It is easy to understand why gambling is so enthralling. So much going on with the buzz of the risk, the cruel hope, the sense that the odds can be overcome. There no such thing as a sure bet and so the rush is in the process. Unlike the repetitive impulse of drugs, the experience of gambling is always dangerously fresh and exciting, and even worse, tied into potential answers for the same dire situations which the addiction has caused. Drugs may be a release, but the big score can be a solution... (I'm saying all this having hardly ever gambled in my life and only then on Eurovision, but there is a disastrous history of it in my family, so I have thought about it a lot over the years if that counts). It is disingenuous that mainstream cinematic depictions of gambling are often constructed within glamourous contexts (Vegas, etc), with attendant iconography of poker tables, chips, big wodges of cash: the inherent risk of the process is a Todorovian structure within itself, too (I knocked Molly's Game on last night - where big game poker is a backdrop for Jess Chastain's Hollywood actualisation). A representation far removed from the lived experience, which is scarcely presented within narrative cinema.

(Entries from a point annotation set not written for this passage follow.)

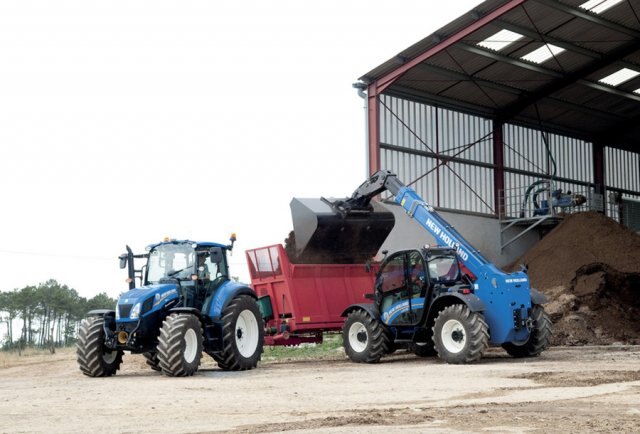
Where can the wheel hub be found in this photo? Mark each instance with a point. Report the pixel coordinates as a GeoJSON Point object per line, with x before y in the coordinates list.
{"type": "Point", "coordinates": [358, 337]}
{"type": "Point", "coordinates": [453, 337]}
{"type": "Point", "coordinates": [362, 337]}
{"type": "Point", "coordinates": [457, 335]}
{"type": "Point", "coordinates": [247, 333]}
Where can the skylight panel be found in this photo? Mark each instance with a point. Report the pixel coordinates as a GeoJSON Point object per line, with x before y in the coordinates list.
{"type": "Point", "coordinates": [543, 53]}
{"type": "Point", "coordinates": [619, 77]}
{"type": "Point", "coordinates": [500, 40]}
{"type": "Point", "coordinates": [599, 6]}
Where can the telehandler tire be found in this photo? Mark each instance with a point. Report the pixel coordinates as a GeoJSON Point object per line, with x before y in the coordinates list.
{"type": "Point", "coordinates": [152, 360]}
{"type": "Point", "coordinates": [538, 339]}
{"type": "Point", "coordinates": [364, 338]}
{"type": "Point", "coordinates": [242, 335]}
{"type": "Point", "coordinates": [460, 335]}
{"type": "Point", "coordinates": [180, 345]}
{"type": "Point", "coordinates": [94, 358]}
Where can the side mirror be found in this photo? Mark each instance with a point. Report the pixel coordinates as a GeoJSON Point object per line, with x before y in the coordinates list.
{"type": "Point", "coordinates": [216, 255]}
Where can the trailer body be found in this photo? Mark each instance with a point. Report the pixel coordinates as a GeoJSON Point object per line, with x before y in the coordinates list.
{"type": "Point", "coordinates": [301, 301]}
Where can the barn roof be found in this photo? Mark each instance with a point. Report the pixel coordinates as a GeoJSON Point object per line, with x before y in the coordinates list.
{"type": "Point", "coordinates": [570, 67]}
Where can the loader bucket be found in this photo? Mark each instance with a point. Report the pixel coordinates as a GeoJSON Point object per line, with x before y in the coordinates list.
{"type": "Point", "coordinates": [324, 236]}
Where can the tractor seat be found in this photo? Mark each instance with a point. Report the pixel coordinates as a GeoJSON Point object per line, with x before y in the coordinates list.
{"type": "Point", "coordinates": [211, 290]}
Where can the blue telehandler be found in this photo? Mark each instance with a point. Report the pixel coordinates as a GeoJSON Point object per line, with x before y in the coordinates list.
{"type": "Point", "coordinates": [187, 304]}
{"type": "Point", "coordinates": [447, 300]}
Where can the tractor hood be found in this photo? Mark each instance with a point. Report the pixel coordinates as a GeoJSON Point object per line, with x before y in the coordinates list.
{"type": "Point", "coordinates": [138, 302]}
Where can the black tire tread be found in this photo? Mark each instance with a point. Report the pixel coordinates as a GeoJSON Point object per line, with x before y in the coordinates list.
{"type": "Point", "coordinates": [229, 359]}
{"type": "Point", "coordinates": [477, 334]}
{"type": "Point", "coordinates": [378, 335]}
{"type": "Point", "coordinates": [90, 349]}
{"type": "Point", "coordinates": [539, 337]}
{"type": "Point", "coordinates": [170, 345]}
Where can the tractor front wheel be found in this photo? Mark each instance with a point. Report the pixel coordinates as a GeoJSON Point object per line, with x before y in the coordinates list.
{"type": "Point", "coordinates": [180, 345]}
{"type": "Point", "coordinates": [460, 335]}
{"type": "Point", "coordinates": [538, 339]}
{"type": "Point", "coordinates": [94, 359]}
{"type": "Point", "coordinates": [364, 338]}
{"type": "Point", "coordinates": [243, 335]}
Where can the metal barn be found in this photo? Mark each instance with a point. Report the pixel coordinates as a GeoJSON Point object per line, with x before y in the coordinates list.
{"type": "Point", "coordinates": [518, 111]}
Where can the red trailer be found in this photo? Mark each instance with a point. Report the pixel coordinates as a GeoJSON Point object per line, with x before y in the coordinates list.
{"type": "Point", "coordinates": [300, 301]}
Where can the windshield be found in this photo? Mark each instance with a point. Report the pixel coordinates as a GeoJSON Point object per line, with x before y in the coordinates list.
{"type": "Point", "coordinates": [170, 260]}
{"type": "Point", "coordinates": [443, 268]}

Melanie Manchot and co-writer Leigh Campbell's fiercely original Stephen is however a profoundly intelligent, effective and challenging portrayal of gambling, along with the social ills inevitably associated with the addiction. The film eschews typical narrative structures, and instead affects a montage of historical footage, documentary style and re-enactment to retell the story of Stephen Giddings (the actor) as he auditions for the part of Thomas Goudie, the subject of the very first filmed crime reconstruction. A Brechtian rug is first pulled in the post title sequence wherein we painstakingly follow Stephen (a Merseyside Will Arnett) through the council estate where he lives to the local dive bar to watch him compulsively deposit coins into a fruit machine. After a set-to with another character, the camera turns to reveal a panel of filmmakers, who comment on his performance – "What you did earlier with the fruit machine was brilliant." The character-within-the-story becomes the character-of-actor-within-the-enveloping-narrative: a mimetic overture compounded by the filmmakers' use of amateur performers and real-life addicts.

Stephen review

Manchot is careful in her presentation of this sensitive material, never sensationalising her ersatz cast and instead creating a platform for these voices, including professional actors such as Thomas Sweeney (who also shares his experience of alcoholism within the filmed group sessions - when you're an alcoholic a bar is "like a Christmas tree"). The switches between documentary verisimilitude and constructed narrative are deliberately disorientating,  especially so as the sequences with Stephen as character are so emotively involving (I'm thinking of a horribly convincing fight over a fruit machine...). During Stephen we find ourselves dramatically gripped as Stephen slips further and further into hot water, yet also challenged by the otherwise objective portrayals and their purposeful lack of easy sentiment.

Stephen review

It is a heady mix, and one which thrills with its bravura creativity. An artist by profession, Manchot's film has the multi-media mien of an installation piece, where the meta lens is a cracked mirror, reflecting the complex and frustrating experiences of those at the hard end of addiction. At times there are certain flourishes that detract from its overall impact, such as cutaways to superfluous interpretive street dance, but beneath Stephen's shifting layers of fact and fiction beats a deeply compassionate heart.

Stephen is in UK/ROI cinemas from April 26th. The film will also play as part of an art installation at The Exchange in Penzance from May 4th.